Wealth managers riding high on market rally

Generate returns that outperform even upwardly-mobile indices

Wealth managers made a kill in 2014 that saw sustained market rallies, with equity turning out to be the best choice among all asset classes.The returns generated by their portfolio management services (PMS) were much more than those given by the Sensex’s and the Nifty’s 30 to 32 per cent.Equity-oriented PMS has given returns in the range of 40 per cent to 70 per cent, outperforming the Sensex and Nifty.However, the return varied for different sets of PMS managers, and also within PMS setups for non-discretionary portfolios.

Rajesh Saluja, CEO and MD, ASK Wealth Advisers said, “Equity-oriented PMS in the industry has given a return in the range of 40 per cent to 70 per cent. Our PMS portfolios have given a return of 60 per cent to 70 per cent.”

The second half of 2014 saw equity markets on a sustained high with Sensex and Nifty touching record 28,000 and 8500 levels.

P Phani Sekhar, fund manager-PMS, Karvy Stock Broking said, “We have outperformed but its difficult to put a number to it as ours is a non-discretionary PMS portfolio, and the returns from individual portfolios vary, though we have outperformed the Sensex and the Nifty.”

Varun Saxena, head-Marketing, Karvy Private Wealth said, “Off late people are investing in mid-cap stocks more as they think that it will give higher return than large cap stocks, we have see return in of 78.4 per cent for our mid-cap PMS portfolio called Gama and 42 per cent for our large cap PMS portfolio called Alpha plus.”

Vikas Gupta, executive vice-president, Arthveda Fund Management promoted by Diwan Housing Finance said, “We have seen returns of 40-plus per cent from our PMS portfolios and being long-only fund managers we see it only as an early stage of investment.

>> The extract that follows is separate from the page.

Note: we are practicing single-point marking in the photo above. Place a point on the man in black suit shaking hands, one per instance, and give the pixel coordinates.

Our clients remain invested because business is still available below the intrinsic value — that is at price-to-book value of 3 to 3.1. Overvaluations have still a long way to go as price to book value travels to 4.5 to 5 and then to 6, when its time to exit at around 5.8.”

“We are seeing inflows in our portfolios from the big clients who are not in the habit of speculation, where one wants to double money in a few months, smaller clients are not doing much of additional investments,” Gupta said.